Analysis Agent applies readPaperContent on Zhou et al. (2018) to extract manufacturing tensile data, verifyResponse with CoVe cross-checks claims against Holland et al. (2018), and runPythonAnalysis plots mechanical property stats from extracted tables using pandas for fibroin strength comparisons. GRADE grading scores evidence quality on conformational studies.

Synthesize & Write

Synthesis Agent detects gaps in non-mulberry fibroin scalability from Silva et al. (2013), flags contradictions in sericin tensile claims between Zhang et al. (2011) and Kunz et al. (2016). Writing Agent uses latexEditText for scaffold diagrams, latexSyncCitations integrates 10 papers, latexCompile generates reports, and exportMermaid visualizes fabrication workflows.

Use Cases

"Compare tensile strength of glycerol-enhanced sericin films vs. controls from recent papers"

Research Agent → searchPapers 'glycerol sericin tensile' → Analysis Agent → readPaperContent (Zhang et al., 2011) → runPythonAnalysis (pandas plot stress-strain curves) → researcher gets matplotlib figure with 71% strength increase stats.

"Draft LaTeX review on silk fibroin hydrogel fabrication from mulberry vs non-mulberry"

Synthesis Agent → gap detection on Silva et al. (2013) → Writing Agent → latexGenerateFigure (hydrogel process) → latexSyncCitations (add Zhou et al., 2018) → latexCompile → researcher gets compiled PDF with 5 cited methods.

"Find open-source code for simulating silk fibroin conformations"

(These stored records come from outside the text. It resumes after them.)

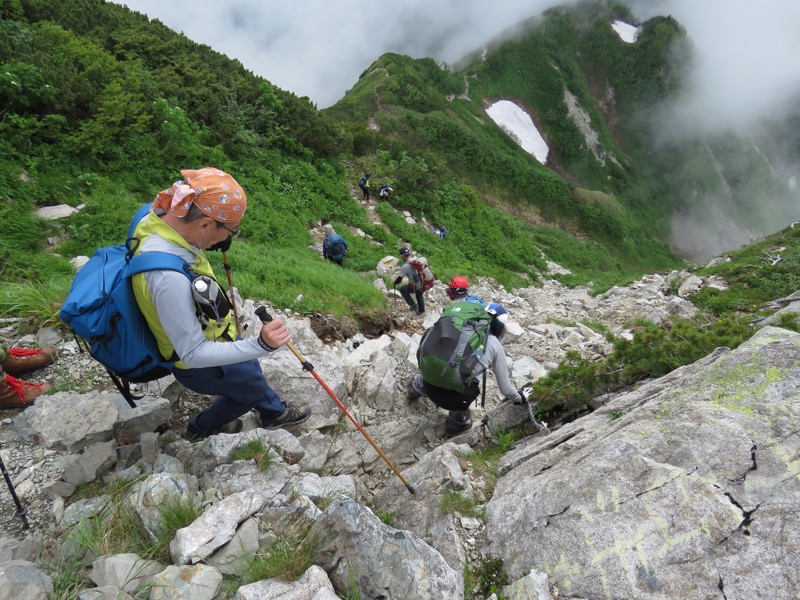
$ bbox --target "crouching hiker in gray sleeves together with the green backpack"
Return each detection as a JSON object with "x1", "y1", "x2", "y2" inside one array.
[{"x1": 408, "y1": 302, "x2": 525, "y2": 437}]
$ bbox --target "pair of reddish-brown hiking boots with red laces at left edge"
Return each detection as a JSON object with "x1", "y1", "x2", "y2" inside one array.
[{"x1": 0, "y1": 346, "x2": 58, "y2": 408}]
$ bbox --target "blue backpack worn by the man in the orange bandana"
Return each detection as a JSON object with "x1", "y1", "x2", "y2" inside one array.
[{"x1": 59, "y1": 204, "x2": 194, "y2": 408}]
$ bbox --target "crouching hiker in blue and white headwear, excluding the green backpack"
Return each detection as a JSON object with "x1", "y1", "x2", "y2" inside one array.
[{"x1": 408, "y1": 304, "x2": 524, "y2": 437}]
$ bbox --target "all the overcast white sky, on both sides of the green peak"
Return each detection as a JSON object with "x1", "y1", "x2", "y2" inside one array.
[{"x1": 117, "y1": 0, "x2": 800, "y2": 127}]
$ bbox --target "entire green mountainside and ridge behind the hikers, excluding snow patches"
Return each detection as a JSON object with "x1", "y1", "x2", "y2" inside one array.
[{"x1": 0, "y1": 0, "x2": 797, "y2": 322}]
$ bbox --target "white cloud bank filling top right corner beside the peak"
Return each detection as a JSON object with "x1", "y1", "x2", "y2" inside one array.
[{"x1": 632, "y1": 0, "x2": 800, "y2": 133}]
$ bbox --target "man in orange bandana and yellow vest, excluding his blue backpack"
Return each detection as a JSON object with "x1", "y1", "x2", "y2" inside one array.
[{"x1": 131, "y1": 167, "x2": 310, "y2": 440}]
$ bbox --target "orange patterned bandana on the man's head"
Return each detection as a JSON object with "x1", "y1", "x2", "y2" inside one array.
[{"x1": 153, "y1": 167, "x2": 247, "y2": 223}]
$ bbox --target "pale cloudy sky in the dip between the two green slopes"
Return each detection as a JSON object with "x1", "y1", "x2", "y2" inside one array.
[{"x1": 120, "y1": 0, "x2": 564, "y2": 108}]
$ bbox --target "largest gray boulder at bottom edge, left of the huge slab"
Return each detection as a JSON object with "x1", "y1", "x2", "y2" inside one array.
[{"x1": 309, "y1": 496, "x2": 464, "y2": 600}]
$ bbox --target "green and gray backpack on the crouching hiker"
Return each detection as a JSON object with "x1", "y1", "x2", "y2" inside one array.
[{"x1": 417, "y1": 302, "x2": 492, "y2": 395}]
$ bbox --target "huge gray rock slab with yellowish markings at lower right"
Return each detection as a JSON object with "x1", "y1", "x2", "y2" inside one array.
[{"x1": 483, "y1": 328, "x2": 800, "y2": 599}]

Research Agent → searchPapers 'silk fibroin molecular simulation' → Code Discovery → paperExtractUrls → paperFindGithubRepo → githubRepoInspect → researcher gets Python scripts for silk I/II beta-sheet modeling.

Automated Workflows

Deep Research workflow scans 50+ silk fibroin papers via searchPapers → citationGraph → structured report on fabrication trends from Holland et al. (2018). DeepScan applies 7-step CoVe to verify papain degumming claims (Feng et al., 2020) with GRADE scores. Theorizer generates hypotheses on ionic liquid scaling from Silva et al. (2013) data.

Try Doxa for Silk Fibroin Materials Fabrication and Properties Research

Frequently Asked Questions

What is silk fibroin fabrication?

Silk fibroin fabrication extracts protein from Bombyx mori cocoons via degumming, then forms films, hydrogels, or scaffolds using ionic liquids or plasticizers.

What are main methods in this subtopic?

Papain degumming preserves high MW fibroin (Feng et al., 2020); ionic liquids process non-mulberry hydrogels (Silva et al., 2013); glycerol enhances sericin tensile properties (Zhang et al., 2011).

What are key papers?

Holland et al. (2018, 757 citations) reviews biomedical silk; Zhou et al. (2018, 185 citations) covers advanced manufacturing; Silva et al. (2013, 82 citations) details ionic liquid hydrogels.

What open problems exist?

Scaling non-toxic degumming for industry; standardizing silk I/II conformations across silkworm species; integrating fibroin with coatings like HA for osteogenesis (Li et al., 2014).